Hikmat dan Pengertian yang Benar

Kamis, 7 September 2017- Hari Biasa Pekan XXII

351

Kolose 1:9-14

Sebab itu sejak waktu kami mendengarnya, kami tiada berhenti-henti berdoa untuk kamu. Kami meminta, supaya kamu menerima segala hikmat dan pengertian yang benar, untuk mengetahui kehendak Tuhan dengan sempurna, sehingga hidupmu layak di hadapan-Nya serta berkenan kepada-Nya dalam segala hal, dan kamu memberi buah dalam segala pekerjaan yang baik dan bertumbuh dalam pengetahuan yang benar tentang Allah, dan dikuatkan dengan segala kekuatan oleh kuasa kemuliaan-Nya untuk menanggung segala sesuatu dengan tekun dan sabar, dan mengucap syukur dengan sukacita kepada Bapa, yang melayakkan kamu untuk mendapat bagian dalam apa yang ditentukan untuk orang-orang kudus di dalam kerajaan terang. Ia telah melepaskan kita dari kuasa kegelapan dan memindahkan kita ke dalam Kerajaan Anak-Nya yang kekasih; di dalam Dia kita memiliki penebusan kita, yaitu pengampunan dosa.

***

Epafras, seorang dari Kolose, percaya kepada Kristus setelah mendengarkan pengajaran Paulus di Efesus. Ia pun memberitakan Kristus kepada orang Kolose sehingga terbentuklah jemaat di kota itu.

Sejak pertama kali mendengar hal ini, Paulus tidak henti-hentinya berdoa untuk jemaat Kolose. Ia memohon kepada Tuhan agar Ia menganugerahkan hikmat dan pengertian yang benar kepada mereka. Hikmat dan pengertian ini mereka perlukan untuk mengetahui kehendak Tuhan dengan sempurna. Bila mereka mengetahui kehendak Tuhan, akan ada banyak hal positif dalam kehidupan jemaat:

(1) Jemaat akan menjalani kehidupan yang benar dan berkenan kepada-Nya sehingga hidup mereka pun akan berkenan kepada Tuhan. Orang yang percaya kepada Tuhan membuktikan kepercayaannya itu dengan melakukan apa yang dikehendaki-Nya.
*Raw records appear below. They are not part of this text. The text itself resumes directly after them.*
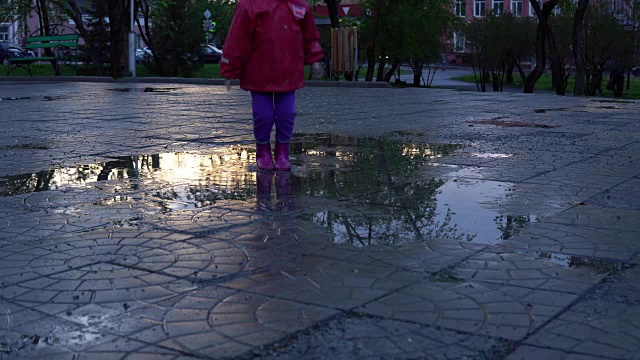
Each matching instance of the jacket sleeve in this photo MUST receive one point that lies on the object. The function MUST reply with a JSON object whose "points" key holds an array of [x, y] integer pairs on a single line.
{"points": [[311, 38], [238, 44]]}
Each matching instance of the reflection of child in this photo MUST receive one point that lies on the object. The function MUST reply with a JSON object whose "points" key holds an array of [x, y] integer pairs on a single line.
{"points": [[267, 47]]}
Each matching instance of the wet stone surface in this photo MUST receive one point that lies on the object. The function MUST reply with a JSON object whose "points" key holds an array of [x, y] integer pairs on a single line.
{"points": [[134, 224]]}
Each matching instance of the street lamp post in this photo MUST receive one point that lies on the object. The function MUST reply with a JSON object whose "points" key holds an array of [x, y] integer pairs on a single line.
{"points": [[132, 43]]}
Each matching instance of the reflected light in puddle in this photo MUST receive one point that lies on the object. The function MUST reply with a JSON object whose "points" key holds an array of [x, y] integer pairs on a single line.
{"points": [[491, 155], [467, 199]]}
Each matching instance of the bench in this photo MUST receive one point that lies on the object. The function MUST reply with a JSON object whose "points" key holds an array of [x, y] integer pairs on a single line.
{"points": [[58, 49]]}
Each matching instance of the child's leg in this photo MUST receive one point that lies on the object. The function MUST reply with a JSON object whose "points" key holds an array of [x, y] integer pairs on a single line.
{"points": [[285, 111], [263, 120], [263, 116]]}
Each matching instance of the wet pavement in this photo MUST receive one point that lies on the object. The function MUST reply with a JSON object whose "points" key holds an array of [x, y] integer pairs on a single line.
{"points": [[415, 223]]}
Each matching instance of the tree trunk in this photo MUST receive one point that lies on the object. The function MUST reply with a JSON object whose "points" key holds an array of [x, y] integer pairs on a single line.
{"points": [[530, 83], [332, 6], [382, 65], [371, 63], [509, 74], [578, 35], [43, 12], [544, 31], [118, 11], [389, 74]]}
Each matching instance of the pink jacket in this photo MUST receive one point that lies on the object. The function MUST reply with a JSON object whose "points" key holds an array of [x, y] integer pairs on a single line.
{"points": [[269, 43]]}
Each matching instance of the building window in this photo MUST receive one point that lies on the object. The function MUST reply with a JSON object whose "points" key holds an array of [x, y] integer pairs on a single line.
{"points": [[516, 7], [4, 33], [531, 11], [459, 42], [478, 8], [461, 8], [498, 7]]}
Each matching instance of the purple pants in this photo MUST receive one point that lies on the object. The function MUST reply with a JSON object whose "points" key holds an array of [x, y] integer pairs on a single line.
{"points": [[270, 109]]}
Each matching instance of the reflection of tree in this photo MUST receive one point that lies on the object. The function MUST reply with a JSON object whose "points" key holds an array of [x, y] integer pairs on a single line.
{"points": [[377, 177], [24, 184], [46, 180], [511, 225]]}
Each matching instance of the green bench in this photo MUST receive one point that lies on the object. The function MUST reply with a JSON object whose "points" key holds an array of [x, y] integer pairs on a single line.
{"points": [[63, 48]]}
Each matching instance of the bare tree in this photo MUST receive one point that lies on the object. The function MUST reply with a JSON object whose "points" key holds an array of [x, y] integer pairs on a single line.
{"points": [[578, 41], [543, 34]]}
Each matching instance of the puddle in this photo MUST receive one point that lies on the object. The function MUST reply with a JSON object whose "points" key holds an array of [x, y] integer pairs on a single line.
{"points": [[542, 111], [363, 191], [145, 89], [491, 155], [511, 124], [580, 262], [614, 101], [39, 98]]}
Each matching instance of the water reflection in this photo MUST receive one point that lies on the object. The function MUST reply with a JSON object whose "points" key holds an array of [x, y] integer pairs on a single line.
{"points": [[365, 191], [581, 262]]}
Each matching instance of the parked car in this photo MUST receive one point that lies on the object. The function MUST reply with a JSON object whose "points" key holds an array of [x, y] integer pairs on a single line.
{"points": [[211, 54], [10, 49]]}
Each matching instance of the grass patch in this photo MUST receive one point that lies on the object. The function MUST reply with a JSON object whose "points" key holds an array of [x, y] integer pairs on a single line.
{"points": [[544, 84]]}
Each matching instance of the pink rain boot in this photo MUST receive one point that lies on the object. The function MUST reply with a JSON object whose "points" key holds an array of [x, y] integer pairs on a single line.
{"points": [[282, 157], [263, 156]]}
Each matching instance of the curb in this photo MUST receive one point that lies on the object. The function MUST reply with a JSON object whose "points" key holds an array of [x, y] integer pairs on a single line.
{"points": [[173, 80]]}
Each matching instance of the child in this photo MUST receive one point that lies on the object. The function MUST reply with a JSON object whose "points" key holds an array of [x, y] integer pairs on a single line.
{"points": [[268, 44]]}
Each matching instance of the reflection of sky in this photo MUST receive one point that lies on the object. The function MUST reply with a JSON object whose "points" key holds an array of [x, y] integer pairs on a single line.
{"points": [[465, 198], [427, 208]]}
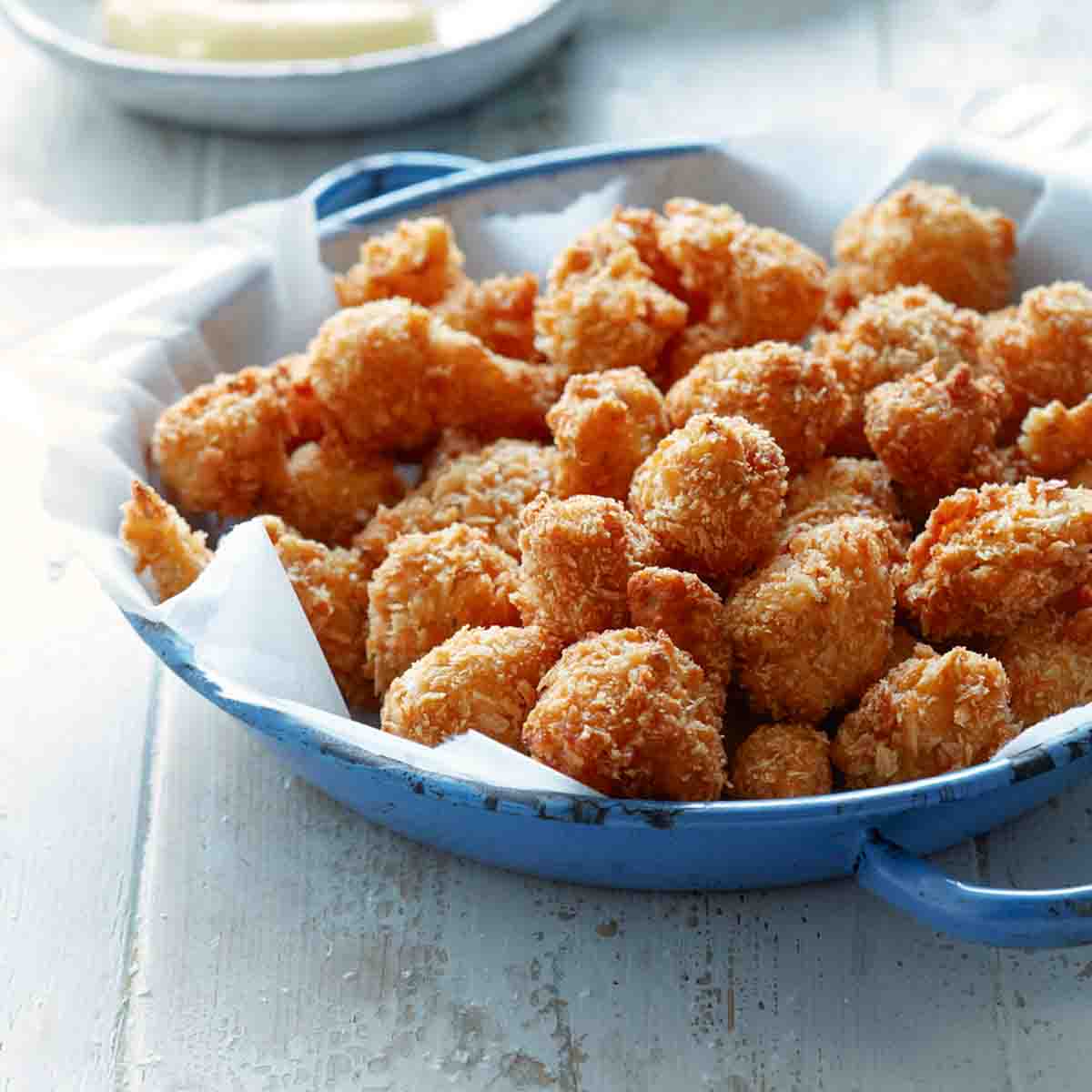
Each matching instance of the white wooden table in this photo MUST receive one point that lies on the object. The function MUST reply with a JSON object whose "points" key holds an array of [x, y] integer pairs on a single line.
{"points": [[177, 913]]}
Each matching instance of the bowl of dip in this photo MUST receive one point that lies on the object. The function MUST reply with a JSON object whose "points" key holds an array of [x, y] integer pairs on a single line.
{"points": [[292, 66]]}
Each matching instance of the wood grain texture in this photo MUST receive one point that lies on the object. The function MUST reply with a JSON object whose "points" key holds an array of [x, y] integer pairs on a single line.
{"points": [[188, 916]]}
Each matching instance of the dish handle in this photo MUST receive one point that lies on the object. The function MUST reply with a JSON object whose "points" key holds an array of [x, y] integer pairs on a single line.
{"points": [[372, 176], [1003, 916]]}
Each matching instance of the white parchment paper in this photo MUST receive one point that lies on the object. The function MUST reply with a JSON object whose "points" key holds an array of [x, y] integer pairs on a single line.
{"points": [[145, 315]]}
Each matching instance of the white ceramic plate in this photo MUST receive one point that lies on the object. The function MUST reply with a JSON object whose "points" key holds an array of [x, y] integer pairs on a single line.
{"points": [[483, 44]]}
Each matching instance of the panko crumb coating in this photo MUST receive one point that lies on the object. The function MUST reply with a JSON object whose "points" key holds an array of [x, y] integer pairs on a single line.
{"points": [[629, 714], [754, 283], [486, 490], [222, 448], [931, 235], [162, 541], [500, 311], [605, 425], [812, 628], [330, 495], [419, 260], [779, 762], [1048, 662], [888, 337], [993, 556], [332, 588], [713, 492], [689, 612], [1055, 440], [611, 316], [390, 376], [794, 396], [576, 560], [430, 585], [1043, 349], [484, 678], [927, 427], [927, 716], [834, 487]]}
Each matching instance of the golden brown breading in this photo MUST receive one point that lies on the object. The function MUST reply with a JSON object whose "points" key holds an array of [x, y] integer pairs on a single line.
{"points": [[931, 235], [713, 492], [329, 494], [222, 448], [1055, 440], [612, 316], [689, 612], [812, 628], [834, 487], [928, 427], [993, 556], [451, 443], [500, 312], [686, 349], [485, 490], [778, 762], [419, 261], [332, 588], [793, 394], [629, 714], [605, 425], [926, 716], [904, 644], [888, 337], [1048, 662], [754, 283], [430, 585], [485, 680], [390, 376], [163, 541], [577, 557], [1043, 349]]}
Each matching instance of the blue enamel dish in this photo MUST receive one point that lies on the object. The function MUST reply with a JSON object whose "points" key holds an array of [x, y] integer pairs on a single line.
{"points": [[875, 834]]}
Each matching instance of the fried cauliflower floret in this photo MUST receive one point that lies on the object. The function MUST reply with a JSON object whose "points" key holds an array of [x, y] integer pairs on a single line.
{"points": [[390, 376], [222, 448], [689, 612], [793, 394], [430, 585], [577, 557], [927, 427], [485, 490], [713, 492], [612, 316], [329, 495], [1043, 349], [332, 588], [485, 678], [993, 556], [419, 261], [686, 350], [888, 337], [813, 627], [1048, 662], [778, 762], [927, 716], [1055, 440], [631, 715], [500, 312], [161, 541], [931, 235], [605, 425], [753, 283], [834, 487]]}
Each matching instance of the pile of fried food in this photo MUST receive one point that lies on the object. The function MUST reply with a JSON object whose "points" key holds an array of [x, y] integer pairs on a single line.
{"points": [[700, 519]]}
Bahkan, orang yang percaya kepada Tuhan berbahagia bila kehendak Allah terlaksana di dalam dirinya.

(2) Jemaat akan berbuah dalam segala pekerjaan yang baik dan bertumbuh dalam pengetahuan yang benar tentang Allah. Dengan pengetahuan tentang kehendak Allah, jemaat akan mengetahui hal-hal yang baik yang harus mereka kerjakan. Sebaliknya, dengan melakukan kehendak Tuhan, pengetahuan mereka tentang Allah pun akan semakin luas dan dalam.

(3) Jemaat akan dikuatkan dengan segala kekuatan oleh kuasa kemuliaan-Nya untuk menanggung segala sesuatu dengan tekun dan sabar. Karena mengetahui hal yang benar dan dikehendaki oleh Allah, jemaat akan berani menanggung segala persoalan dengan tekun dan sabar. Bagi mereka, melakukan kehendak Allah jauh lebih bernilai dari segala yang mereka miliki. Jemaat kuat dan berani menanggung penderitaan asalkan kehendak Allah terlaksana dalam diri mereka. Allah sendiri akan memberikan kekuatan kepada mereka untuk membantu mereka menjalani semua itu.
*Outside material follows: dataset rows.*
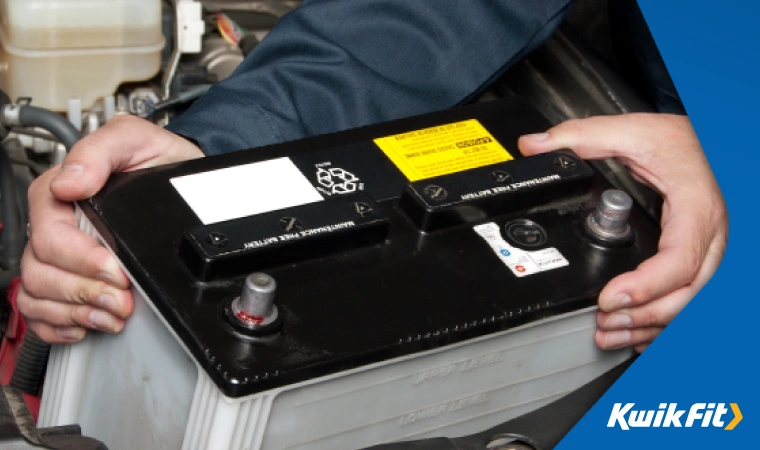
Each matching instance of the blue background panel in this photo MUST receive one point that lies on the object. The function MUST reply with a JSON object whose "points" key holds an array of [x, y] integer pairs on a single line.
{"points": [[709, 353]]}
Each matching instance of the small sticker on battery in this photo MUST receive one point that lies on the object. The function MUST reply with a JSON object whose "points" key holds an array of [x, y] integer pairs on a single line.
{"points": [[443, 149], [246, 190], [520, 262]]}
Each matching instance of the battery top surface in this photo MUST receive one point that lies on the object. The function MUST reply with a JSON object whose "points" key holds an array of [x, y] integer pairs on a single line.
{"points": [[384, 241]]}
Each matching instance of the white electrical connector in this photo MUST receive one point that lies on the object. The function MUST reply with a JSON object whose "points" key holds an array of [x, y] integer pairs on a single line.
{"points": [[190, 26]]}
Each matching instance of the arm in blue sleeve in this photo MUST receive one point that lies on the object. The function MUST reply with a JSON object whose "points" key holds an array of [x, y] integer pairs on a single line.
{"points": [[331, 65]]}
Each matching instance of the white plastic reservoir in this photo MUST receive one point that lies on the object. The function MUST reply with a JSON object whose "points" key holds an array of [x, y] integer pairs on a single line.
{"points": [[55, 50]]}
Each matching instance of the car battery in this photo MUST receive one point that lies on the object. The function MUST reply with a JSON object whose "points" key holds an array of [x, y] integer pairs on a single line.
{"points": [[403, 280]]}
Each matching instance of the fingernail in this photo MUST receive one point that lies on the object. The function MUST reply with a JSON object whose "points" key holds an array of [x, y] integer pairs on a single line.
{"points": [[107, 277], [109, 303], [70, 333], [537, 137], [102, 320], [617, 339], [617, 321], [619, 301], [69, 172]]}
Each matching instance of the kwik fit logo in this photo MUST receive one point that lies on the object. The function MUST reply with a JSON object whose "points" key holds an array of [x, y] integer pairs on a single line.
{"points": [[668, 415]]}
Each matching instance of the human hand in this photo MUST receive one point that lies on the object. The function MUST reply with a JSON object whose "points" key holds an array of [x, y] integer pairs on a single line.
{"points": [[663, 152], [70, 282]]}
(4) Jemaat akan mengucap syukur dengan sukacita kepada Bapa, yang telah membuat mereka layak untuk mendapat bagian di dalam kerajaan terang. Berkat pengetahuan itu, jemaat memahami dan percaya bahwa Allah Bapa telah mengutus Putra-Nya untuk menghapus dosa manusia sehingga dipandang layak untuk menerima kebahagiaan surgawi. Kepercayaan ini akan membuat mereka bersukacita dan bersyukur kepada Bapa yang telah mengasihi mereka.
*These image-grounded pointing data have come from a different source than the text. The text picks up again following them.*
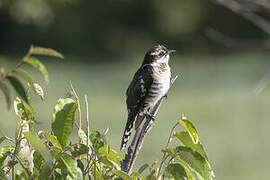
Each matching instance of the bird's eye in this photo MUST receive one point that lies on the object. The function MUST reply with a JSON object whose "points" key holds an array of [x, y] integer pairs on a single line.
{"points": [[162, 53]]}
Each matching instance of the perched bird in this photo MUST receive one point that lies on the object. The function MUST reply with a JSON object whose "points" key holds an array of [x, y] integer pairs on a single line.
{"points": [[150, 83]]}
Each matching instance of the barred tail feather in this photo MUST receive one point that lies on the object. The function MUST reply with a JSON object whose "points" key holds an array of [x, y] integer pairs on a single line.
{"points": [[127, 133]]}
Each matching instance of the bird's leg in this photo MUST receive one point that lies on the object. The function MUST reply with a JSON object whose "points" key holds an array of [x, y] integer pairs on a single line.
{"points": [[149, 115]]}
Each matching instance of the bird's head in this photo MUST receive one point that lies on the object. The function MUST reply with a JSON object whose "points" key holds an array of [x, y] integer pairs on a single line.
{"points": [[158, 54]]}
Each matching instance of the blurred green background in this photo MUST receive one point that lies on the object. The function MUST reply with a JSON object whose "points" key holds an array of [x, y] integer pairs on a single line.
{"points": [[104, 43]]}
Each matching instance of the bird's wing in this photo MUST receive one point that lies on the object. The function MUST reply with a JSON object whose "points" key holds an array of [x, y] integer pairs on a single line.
{"points": [[139, 87]]}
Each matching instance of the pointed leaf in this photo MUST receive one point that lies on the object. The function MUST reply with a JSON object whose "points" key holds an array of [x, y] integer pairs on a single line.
{"points": [[195, 162], [63, 119], [18, 87], [4, 88], [143, 167], [23, 74], [22, 111], [39, 66], [122, 174], [175, 171], [3, 175], [4, 153], [2, 139], [38, 90], [186, 140], [71, 166], [96, 139], [38, 145], [190, 128], [45, 52], [82, 136], [51, 138]]}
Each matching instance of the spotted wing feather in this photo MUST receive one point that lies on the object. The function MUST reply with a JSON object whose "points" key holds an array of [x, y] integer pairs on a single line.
{"points": [[135, 94]]}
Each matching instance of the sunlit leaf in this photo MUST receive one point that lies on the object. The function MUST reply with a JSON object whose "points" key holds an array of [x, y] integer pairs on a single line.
{"points": [[39, 66], [63, 119], [38, 145], [21, 110], [2, 139], [195, 162], [45, 52], [4, 88], [25, 76], [18, 87], [3, 175], [38, 160], [79, 149], [96, 139], [175, 171], [190, 128], [186, 140], [72, 166], [4, 153], [82, 136], [136, 176], [51, 138], [122, 174], [143, 167], [38, 90]]}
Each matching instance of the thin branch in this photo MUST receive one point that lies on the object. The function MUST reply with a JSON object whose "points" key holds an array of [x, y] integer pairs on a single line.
{"points": [[254, 18], [88, 134], [79, 106], [139, 137]]}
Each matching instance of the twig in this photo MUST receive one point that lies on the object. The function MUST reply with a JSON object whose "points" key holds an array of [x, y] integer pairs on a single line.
{"points": [[165, 154], [88, 133], [139, 137]]}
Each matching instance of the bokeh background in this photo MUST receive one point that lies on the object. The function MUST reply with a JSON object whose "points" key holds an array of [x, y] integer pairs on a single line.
{"points": [[222, 61]]}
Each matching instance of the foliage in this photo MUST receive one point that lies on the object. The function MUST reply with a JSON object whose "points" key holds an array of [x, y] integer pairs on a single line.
{"points": [[52, 155]]}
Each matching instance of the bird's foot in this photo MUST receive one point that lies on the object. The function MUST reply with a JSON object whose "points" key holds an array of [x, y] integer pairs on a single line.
{"points": [[152, 117]]}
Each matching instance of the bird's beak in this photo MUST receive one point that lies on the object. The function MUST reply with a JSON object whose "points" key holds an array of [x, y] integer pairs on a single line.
{"points": [[171, 51]]}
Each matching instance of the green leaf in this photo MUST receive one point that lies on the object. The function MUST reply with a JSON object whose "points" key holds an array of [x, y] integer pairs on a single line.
{"points": [[136, 176], [39, 91], [186, 140], [45, 52], [190, 128], [39, 66], [63, 119], [18, 87], [37, 160], [71, 166], [175, 171], [82, 136], [51, 138], [143, 167], [4, 88], [79, 149], [38, 145], [25, 76], [2, 139], [3, 175], [21, 110], [4, 153], [195, 162], [122, 174], [96, 139], [45, 171]]}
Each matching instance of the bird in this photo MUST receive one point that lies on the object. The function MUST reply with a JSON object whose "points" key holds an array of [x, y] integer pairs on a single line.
{"points": [[150, 83]]}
Paulus pun menyatakan kepada jemaat bahwa Allah telah melepaskan para anggota jemaat dari kuasa kegelapan. Di bawah kuasa kegelapan, manusia tidak dapat melihat jalan dan kehidupan mereka diwarnai oleh dosa. Kini mereka berada di bawah terang. Mereka dapat melihat tujuan hidup mereka – yaitu kerajaan surgawi – dan mengarahkan langkah mereka ke sana.

***

Orang yang percaya kepada Kristus harus memiliki pengetahuan tentang Dia dan yang dikehendaki-Nya. Pengetahuan itu akan menuntun mereka untuk hidup benar di hadapan Allah dan tanpa pengetahuan itu orang bisa tersesat. Karena itu, orang beriman perlu mempelajari imannya agar pengetahuan mereka tentang Allah semakin luas dan dalam.